EU-China-Gipfel: Darüber klagen deutsche Firmen

Gute Geschäfte in China? Das war einmal. Unter Präsident Xi häufen sich die Beschwerden deutscher Unternehmer. Europas Wirtschaft fordert einen Kurswechsel.

Es gibt sie weiterhin: die „Zurückhaltenden“ unter den in China tätigen deutschen Firmen. Auch sie haben ihre Erfahrungen mit den Grenzen unternehmerischer Freiheit. Im Großen und Ganzen aber sind sie zufrieden. „Der chinesische Markt ist weiterhin attraktiv und wichtig, laute Kritik an Peking wird hier mit Vorsicht gesehen“, schildert Friedolin Strack die Haltung dieser Gruppe vor dem EU-China-Gipfel an diesem Montag. Er ist der Asien-Experte beim Bundesverband der Deutschen Industrie (BDI).
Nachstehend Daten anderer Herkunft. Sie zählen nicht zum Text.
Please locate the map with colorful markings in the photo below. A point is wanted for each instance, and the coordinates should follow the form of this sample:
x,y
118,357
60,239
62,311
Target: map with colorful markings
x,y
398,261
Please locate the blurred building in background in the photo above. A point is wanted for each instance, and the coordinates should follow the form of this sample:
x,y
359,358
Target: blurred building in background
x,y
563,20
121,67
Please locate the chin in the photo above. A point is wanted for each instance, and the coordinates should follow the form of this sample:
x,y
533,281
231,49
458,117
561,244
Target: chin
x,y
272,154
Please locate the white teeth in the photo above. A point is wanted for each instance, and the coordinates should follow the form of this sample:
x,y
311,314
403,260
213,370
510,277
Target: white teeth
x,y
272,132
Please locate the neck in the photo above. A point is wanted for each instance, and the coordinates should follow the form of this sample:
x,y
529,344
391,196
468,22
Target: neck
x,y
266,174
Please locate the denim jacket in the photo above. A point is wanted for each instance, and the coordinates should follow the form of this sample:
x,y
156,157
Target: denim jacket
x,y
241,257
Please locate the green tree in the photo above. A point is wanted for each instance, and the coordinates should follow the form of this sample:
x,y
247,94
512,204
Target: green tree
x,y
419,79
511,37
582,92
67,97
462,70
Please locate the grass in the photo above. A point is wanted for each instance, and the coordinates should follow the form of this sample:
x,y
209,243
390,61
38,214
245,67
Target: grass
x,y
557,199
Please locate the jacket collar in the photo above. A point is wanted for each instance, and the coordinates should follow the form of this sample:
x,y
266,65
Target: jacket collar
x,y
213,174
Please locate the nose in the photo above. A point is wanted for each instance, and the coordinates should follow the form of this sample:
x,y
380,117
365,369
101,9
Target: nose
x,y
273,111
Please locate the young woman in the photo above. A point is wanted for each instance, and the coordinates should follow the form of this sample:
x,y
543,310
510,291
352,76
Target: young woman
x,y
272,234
Vor fünf Jahren bildeten die Zufriedenen die Mehrheit unter den in China tätigen deutschen Firmen, sagt Strack. Diese Mehrheit bröckelt. Den „Mainstream“ und dessen Erfahrungen beschreibt er so: Ausländische Firmen werden in China aus Prinzip nicht gleichbehandelt. Sie dürfen zwar Betriebe und Start-ups gründen, aber de facto bleibt China einer der geschlossensten Märkte des Globus.

In vielen Bereichen bestehe der Zwang, ein Joint-Venture mit einem chinesischen Mehrheitspartner zu gründen. Sensible Branchen wie die Raumfahrt bleiben Ausländern versperrt. In der Luftfahrt ist die eng begrenzte Zulassung für Airbus die Ausnahme. Die digitalen Plattformen schottet Peking ab. Im Finanzsektor ist kein freies Investment möglich.

Ein Handelsvertrag soll fairen Wettbewerb sichern

Für das Direktkundengeschäft erhalten Ausländer keine Lizenz. Bei öffentlichen Aufträgen, zum Beispiel Schnellzügen, bekommen chinesische Firmen den Zuschlag, europäische Konzerne wie Siemens und Alstom sind chancenlos. Ähnliches gilt für Krankenhausausstattung und Medizintechnik. Die Zentralregierung in Peking und die Provinzregierungen haben zudem zahlreiche Mittel, um nationale Firmen vor ausländischer Konkurrenz zu schützen, etwa durch die Entscheidung, bei wem und wie streng Umweltauflagen kontrolliert werden.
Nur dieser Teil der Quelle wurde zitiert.